Some Christian feminists have felt Rachel has not been aware enough or sensitive enough about the importance of feminine imagery for God. They might not realize the thinking she was already doing on this topic even during the first year of her blog. In April 2008, she wrote “Sometimes I think we need reminders that God is not who we expect Him/Her to be, that He/She is wholly other, both transcending and inhabiting our pronouns. It’s not about being politically correct; it’s about confronting the ways in which we have made God in our image.”
In a May 2014 blog post (well worth reading), Rachel Held Evans developed that point much more fully, saying we are “flirting with idolatry” if we view God as exclusively male or female. “And the fact that some people find the notion of a feminine God so repulsive reveals the degree to which this type of idolatry has snuck into the Church,” she wrote, “and the degree to which women in our society are still seen as lesser beings than men.”
She went on to explain that she usually avoided gendered pronouns to avoid controversy but was intentional in those times that she did speak of God in feminine terms. At the same time, she acknowledged how meaningful such terminology had come to be for her personally as a woman who was “indeed created in the image of God, not as some lesser being who exists in perpetual subordination to men, but as an expression of God’s very self.”
A Legacy for All Generations
In her CNN article mentioned earlier about reasons millennials are staying away from churches, Rachel said that it wasn’t only millennials who agreed with her assessment.
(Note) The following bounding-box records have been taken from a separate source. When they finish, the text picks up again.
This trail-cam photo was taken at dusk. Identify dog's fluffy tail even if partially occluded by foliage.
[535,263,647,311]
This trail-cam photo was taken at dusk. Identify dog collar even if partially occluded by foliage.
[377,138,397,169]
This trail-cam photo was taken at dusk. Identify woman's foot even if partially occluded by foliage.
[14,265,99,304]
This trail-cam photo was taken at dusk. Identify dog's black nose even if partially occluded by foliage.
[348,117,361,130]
Other generations did as well. “I hear from forty-somethings and grandmothers, Generation Xers and retirees, who send me messages in all caps that read “ME TOO,” she wrote.
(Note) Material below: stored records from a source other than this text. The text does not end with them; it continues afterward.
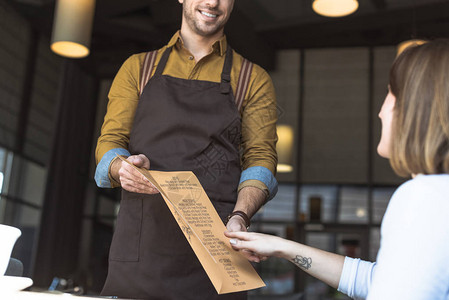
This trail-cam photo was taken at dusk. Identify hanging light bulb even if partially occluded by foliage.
[276,125,293,173]
[312,0,359,18]
[51,0,95,58]
[396,39,426,56]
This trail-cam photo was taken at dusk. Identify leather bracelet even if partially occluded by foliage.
[225,210,251,229]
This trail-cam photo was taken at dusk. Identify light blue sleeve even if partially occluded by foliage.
[338,257,376,300]
[95,148,131,188]
[239,166,278,200]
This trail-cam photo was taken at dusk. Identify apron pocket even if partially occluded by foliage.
[109,190,143,262]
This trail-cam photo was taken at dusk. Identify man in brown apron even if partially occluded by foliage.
[96,0,276,299]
One of my goals in preparing this article has been not only to honor Rachel’s memory and express gratitude for the legacy she has left us but also to introduce her work to some of the people in different generations who may be less familiar with it. We are all on a journey (one of Rachel’s favorite metaphors). And as she wrote in her “Living the Questions” chapter in Faith Unraveled, “Faith isn’t about being right, or settling down, or refusing to change. Faith is a journey, and every generation contributes its own sketches to the map.”